Tras una breve pausa hecha con toda intención, prosiguió profundizando en cómo debía ser el relato novelado de su vida. Debían preponderar palabras que, en arte pictórico, vendrían a ser de estilo naif, comprensibles para pazguatos y euritos. Convenía advertir con tacto, a quien la leyese, que, en caso de surgir preguntas, las guardara para hacérselas una vez terminase, porque todo, desde lo más nimio a lo más complejo, acabaría cobrando sentido. Quería describir aquellas cálidas relaciones humanas sustituidas ahora por fríos y mecánicos mensajes virtuales. Retratar ambientes costumbristas que, aun sobrados de vulgaridad, eran auténticos, limpios y transparentes. Pasar sonriendo ante los lobos y las hienas que, mediante emboscadas, coartaron o interrumpieron su libertad. Que sapos y culebras quedasen retratados como son, como habían sido y como seguirían siendo porque, tal cual dejó escrito William Faulkner: «Se puede confiar en las malas personas, no cambian jamás». Por lo que, si unos y otras salían con ponzoña, no sería por inquina lejana o reciente, sino fiel reflejo de la estulticia que llevaban dentro, del nepotismo que abanderaban sin recato y con insultante descaro.

«Los demás —le cambió la cara—, los demás —reiteró, queriendo recalcar a quienes se refería en ese momento— contaban con una categoría humana suficiente para, lejos de socavar la historia de su vida, elevarla». Gente maravillosa con la que se había encontrado a sus próximos 50 años.

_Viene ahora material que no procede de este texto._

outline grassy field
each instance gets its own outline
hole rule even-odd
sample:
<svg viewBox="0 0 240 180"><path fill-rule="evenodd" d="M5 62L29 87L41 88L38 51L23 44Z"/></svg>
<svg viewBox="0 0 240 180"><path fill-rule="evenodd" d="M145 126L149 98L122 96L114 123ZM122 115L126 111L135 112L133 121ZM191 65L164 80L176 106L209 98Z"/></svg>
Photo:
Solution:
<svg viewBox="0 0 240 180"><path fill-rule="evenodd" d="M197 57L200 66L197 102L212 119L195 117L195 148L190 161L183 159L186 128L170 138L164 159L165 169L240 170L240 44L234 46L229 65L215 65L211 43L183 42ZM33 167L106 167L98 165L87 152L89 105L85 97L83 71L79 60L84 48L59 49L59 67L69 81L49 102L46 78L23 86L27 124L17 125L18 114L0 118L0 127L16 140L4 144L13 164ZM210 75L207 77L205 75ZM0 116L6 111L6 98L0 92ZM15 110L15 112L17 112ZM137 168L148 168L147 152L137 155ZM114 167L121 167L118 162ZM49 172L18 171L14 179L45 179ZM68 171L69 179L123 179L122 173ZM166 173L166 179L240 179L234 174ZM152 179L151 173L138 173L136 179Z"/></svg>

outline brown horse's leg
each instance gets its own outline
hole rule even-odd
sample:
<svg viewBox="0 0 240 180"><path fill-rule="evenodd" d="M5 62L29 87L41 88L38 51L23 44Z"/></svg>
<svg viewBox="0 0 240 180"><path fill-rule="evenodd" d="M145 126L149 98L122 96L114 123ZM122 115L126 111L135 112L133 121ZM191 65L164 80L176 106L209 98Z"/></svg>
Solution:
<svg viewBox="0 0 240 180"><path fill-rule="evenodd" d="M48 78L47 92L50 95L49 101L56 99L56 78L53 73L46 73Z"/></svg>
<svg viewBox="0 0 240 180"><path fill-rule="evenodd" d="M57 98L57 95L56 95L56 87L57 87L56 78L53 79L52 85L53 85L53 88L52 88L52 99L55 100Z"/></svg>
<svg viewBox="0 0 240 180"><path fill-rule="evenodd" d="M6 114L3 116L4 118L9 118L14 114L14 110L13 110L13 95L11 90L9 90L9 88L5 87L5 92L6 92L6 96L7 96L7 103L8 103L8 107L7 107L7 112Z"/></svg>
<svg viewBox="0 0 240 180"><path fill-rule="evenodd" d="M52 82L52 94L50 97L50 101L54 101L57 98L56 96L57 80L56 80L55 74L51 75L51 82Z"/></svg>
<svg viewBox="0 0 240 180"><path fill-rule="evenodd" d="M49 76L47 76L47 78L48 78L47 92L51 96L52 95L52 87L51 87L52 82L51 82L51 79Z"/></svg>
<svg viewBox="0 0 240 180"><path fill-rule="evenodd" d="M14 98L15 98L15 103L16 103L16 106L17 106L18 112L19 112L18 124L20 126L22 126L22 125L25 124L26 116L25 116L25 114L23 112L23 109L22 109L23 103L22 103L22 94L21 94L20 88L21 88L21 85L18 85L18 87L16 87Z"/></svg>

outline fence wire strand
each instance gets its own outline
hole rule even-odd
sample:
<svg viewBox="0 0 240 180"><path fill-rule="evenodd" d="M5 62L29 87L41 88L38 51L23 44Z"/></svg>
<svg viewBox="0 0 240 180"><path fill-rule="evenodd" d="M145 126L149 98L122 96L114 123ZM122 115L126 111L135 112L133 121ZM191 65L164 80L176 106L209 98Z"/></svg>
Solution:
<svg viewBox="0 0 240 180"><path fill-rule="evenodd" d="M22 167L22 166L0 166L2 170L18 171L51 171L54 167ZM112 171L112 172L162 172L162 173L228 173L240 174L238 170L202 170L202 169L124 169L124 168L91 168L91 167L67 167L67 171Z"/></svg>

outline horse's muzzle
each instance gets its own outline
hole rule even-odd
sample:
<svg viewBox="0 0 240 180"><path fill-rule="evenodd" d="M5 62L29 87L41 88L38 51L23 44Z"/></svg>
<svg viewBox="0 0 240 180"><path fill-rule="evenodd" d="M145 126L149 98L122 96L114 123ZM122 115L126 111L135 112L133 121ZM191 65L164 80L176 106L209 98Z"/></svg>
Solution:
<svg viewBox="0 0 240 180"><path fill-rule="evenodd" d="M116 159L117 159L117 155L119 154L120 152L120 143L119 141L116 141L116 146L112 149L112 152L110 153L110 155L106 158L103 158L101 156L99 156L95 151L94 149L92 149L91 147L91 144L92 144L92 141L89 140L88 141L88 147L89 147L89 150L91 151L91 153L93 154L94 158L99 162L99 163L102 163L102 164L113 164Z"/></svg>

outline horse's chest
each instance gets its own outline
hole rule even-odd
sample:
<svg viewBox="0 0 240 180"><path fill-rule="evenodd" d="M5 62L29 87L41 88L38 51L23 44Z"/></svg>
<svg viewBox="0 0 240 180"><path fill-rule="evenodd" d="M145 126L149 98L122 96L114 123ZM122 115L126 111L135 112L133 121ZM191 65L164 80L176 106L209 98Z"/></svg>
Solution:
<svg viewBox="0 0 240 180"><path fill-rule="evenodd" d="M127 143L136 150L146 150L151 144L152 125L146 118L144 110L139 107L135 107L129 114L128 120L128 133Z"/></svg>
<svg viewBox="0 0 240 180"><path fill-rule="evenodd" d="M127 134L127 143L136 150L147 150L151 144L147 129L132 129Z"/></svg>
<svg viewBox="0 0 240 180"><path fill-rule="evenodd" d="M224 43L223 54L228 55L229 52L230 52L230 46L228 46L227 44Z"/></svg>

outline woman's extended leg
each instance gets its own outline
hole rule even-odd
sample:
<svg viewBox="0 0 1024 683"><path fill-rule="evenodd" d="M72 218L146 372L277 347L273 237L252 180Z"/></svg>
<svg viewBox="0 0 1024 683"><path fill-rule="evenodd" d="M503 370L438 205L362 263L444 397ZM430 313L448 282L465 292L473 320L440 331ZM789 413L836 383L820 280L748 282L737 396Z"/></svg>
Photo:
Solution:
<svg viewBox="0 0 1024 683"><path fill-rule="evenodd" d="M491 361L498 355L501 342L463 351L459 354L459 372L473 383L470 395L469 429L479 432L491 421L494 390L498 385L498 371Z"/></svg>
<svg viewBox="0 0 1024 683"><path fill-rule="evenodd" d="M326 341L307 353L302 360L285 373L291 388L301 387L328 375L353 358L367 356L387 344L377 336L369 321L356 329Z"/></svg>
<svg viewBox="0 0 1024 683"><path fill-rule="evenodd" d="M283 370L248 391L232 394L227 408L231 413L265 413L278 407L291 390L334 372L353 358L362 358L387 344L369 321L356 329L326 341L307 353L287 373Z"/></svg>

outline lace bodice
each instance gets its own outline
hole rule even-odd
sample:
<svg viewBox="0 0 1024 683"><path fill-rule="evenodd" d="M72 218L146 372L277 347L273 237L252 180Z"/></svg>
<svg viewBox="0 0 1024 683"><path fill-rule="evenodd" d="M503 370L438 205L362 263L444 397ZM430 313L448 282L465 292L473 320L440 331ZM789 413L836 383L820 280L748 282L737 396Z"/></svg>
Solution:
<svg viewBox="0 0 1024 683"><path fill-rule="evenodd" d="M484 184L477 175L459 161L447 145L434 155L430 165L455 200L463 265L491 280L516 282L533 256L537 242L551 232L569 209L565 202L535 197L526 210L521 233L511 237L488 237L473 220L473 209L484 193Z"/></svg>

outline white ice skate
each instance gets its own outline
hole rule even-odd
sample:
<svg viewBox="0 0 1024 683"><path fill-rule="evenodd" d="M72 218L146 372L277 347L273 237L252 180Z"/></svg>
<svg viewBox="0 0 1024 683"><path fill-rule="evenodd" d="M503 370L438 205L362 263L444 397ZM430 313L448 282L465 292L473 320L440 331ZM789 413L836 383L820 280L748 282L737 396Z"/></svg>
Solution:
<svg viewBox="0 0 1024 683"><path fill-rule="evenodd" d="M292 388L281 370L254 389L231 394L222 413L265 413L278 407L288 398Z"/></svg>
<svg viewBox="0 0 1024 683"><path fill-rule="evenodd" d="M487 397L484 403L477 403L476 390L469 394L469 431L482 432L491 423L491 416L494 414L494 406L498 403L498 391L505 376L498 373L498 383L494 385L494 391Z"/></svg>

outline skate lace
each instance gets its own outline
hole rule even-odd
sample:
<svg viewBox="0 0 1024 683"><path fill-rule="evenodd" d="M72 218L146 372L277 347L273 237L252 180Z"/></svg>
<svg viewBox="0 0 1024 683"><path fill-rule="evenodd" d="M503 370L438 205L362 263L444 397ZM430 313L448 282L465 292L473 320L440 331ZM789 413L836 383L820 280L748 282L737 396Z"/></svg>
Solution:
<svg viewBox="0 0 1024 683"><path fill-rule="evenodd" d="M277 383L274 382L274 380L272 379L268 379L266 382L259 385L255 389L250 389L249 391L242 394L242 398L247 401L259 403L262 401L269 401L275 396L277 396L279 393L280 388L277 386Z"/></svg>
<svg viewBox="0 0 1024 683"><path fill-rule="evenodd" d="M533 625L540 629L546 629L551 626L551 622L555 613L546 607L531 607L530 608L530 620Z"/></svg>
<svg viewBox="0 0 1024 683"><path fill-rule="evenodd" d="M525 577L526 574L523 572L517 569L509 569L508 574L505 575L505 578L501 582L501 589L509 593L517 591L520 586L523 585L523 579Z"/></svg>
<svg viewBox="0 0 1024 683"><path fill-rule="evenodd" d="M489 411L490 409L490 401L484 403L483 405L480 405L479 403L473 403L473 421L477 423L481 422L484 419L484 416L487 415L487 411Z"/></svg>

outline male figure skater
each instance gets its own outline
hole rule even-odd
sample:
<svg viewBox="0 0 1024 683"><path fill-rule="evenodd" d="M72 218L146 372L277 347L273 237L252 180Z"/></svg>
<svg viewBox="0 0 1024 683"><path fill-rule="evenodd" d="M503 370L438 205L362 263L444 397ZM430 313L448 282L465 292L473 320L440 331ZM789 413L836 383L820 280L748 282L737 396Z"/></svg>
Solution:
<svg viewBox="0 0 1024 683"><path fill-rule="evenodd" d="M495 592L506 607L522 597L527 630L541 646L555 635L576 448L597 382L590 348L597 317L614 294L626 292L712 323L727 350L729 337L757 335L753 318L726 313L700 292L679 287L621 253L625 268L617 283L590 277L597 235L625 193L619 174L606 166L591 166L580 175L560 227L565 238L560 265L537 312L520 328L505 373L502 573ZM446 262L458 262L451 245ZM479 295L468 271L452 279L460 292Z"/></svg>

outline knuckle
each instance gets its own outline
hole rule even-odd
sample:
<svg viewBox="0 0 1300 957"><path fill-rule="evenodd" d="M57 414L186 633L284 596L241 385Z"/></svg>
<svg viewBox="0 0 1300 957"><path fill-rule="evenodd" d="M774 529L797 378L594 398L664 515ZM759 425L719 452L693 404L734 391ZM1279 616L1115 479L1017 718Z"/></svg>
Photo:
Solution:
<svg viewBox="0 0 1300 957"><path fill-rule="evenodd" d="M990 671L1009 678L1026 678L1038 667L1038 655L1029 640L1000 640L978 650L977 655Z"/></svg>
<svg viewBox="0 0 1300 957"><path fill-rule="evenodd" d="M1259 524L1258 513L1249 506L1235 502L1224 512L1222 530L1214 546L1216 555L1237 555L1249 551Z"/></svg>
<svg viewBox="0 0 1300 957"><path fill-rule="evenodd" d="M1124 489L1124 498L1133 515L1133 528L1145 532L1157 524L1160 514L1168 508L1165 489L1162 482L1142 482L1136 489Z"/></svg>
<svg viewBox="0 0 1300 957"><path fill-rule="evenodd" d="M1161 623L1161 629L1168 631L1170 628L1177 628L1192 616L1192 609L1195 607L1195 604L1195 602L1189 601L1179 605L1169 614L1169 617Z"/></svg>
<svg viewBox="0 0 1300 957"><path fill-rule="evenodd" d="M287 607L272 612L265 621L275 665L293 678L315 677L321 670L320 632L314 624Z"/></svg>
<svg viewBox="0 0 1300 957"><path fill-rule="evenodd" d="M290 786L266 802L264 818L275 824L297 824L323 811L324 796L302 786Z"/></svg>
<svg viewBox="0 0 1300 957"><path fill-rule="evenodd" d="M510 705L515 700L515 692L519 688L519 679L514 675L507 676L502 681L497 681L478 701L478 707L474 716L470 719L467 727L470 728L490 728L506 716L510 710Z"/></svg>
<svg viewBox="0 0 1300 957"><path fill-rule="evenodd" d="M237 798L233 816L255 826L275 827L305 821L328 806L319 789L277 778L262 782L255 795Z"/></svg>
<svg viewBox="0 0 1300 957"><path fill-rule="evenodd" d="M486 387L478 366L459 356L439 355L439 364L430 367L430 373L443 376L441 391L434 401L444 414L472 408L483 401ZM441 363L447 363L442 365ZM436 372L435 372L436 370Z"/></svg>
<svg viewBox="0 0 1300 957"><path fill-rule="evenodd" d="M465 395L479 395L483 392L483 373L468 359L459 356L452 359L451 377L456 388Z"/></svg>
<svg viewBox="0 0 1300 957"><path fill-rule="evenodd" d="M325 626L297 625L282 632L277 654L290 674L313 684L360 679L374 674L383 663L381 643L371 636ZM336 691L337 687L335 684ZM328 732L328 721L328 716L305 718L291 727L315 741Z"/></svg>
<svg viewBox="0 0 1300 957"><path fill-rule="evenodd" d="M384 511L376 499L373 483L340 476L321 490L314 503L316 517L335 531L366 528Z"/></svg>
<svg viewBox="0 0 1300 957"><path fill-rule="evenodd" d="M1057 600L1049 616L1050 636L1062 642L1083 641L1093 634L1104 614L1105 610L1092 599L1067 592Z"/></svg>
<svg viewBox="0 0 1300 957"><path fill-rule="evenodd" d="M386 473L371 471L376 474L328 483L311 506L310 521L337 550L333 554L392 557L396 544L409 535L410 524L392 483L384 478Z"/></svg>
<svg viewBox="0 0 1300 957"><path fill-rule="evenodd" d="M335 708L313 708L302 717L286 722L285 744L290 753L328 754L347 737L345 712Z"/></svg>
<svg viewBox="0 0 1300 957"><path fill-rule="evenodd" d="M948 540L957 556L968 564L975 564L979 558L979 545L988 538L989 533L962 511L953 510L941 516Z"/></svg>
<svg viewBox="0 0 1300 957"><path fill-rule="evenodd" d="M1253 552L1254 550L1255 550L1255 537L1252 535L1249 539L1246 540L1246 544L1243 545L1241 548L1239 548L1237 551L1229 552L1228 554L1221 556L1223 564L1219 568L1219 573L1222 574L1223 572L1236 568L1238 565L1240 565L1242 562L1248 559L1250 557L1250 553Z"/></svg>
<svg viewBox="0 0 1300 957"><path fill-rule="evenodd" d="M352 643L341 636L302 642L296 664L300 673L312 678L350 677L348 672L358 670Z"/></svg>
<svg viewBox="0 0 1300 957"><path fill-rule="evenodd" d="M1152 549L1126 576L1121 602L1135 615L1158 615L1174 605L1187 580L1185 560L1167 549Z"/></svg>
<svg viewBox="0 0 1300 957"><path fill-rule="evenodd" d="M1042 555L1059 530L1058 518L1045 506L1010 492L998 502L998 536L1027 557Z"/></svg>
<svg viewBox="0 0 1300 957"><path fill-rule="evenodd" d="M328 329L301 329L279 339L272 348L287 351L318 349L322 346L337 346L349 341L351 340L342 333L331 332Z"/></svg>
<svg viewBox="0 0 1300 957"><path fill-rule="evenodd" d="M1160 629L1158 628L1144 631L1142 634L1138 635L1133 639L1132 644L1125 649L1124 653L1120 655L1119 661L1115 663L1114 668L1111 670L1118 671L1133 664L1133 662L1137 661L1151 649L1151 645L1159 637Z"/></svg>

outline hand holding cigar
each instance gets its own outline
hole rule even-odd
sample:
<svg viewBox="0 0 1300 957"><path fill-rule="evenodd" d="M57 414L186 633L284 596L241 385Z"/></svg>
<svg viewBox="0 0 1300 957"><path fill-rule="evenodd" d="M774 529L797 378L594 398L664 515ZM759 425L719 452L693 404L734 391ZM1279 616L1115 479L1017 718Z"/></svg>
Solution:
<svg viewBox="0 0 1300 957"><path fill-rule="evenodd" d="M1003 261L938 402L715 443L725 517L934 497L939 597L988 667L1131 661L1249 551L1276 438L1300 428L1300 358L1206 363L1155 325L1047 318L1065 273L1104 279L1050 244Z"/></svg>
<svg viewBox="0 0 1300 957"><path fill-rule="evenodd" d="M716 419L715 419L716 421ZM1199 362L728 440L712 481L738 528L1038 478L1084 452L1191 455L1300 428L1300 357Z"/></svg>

Hombres y mujeres que, con independencia de la manera de pensar o del puesto que ocuparan, le aportaron gestos de complicidad o de aliento. Que le concedieron compresión y apoyo. Con quienes lloró de alegría y también de pena, se fundió en abrazos, estrechó manos e intercambió besos. Tanto el periodista Antonio Herrero como el cantautor Carlos Cano, decía Pedro, fueron referentes no por su manera de pensar que, en algunos aspectos, compartía, sino por mantenerse fieles a sus principios. Al conocerlos sintió la obligación de no ser veleta, tener convicciones firmes, un estilo propio, inflexible con los abusos del poder, crítico con su país, con su tierra, con su gente.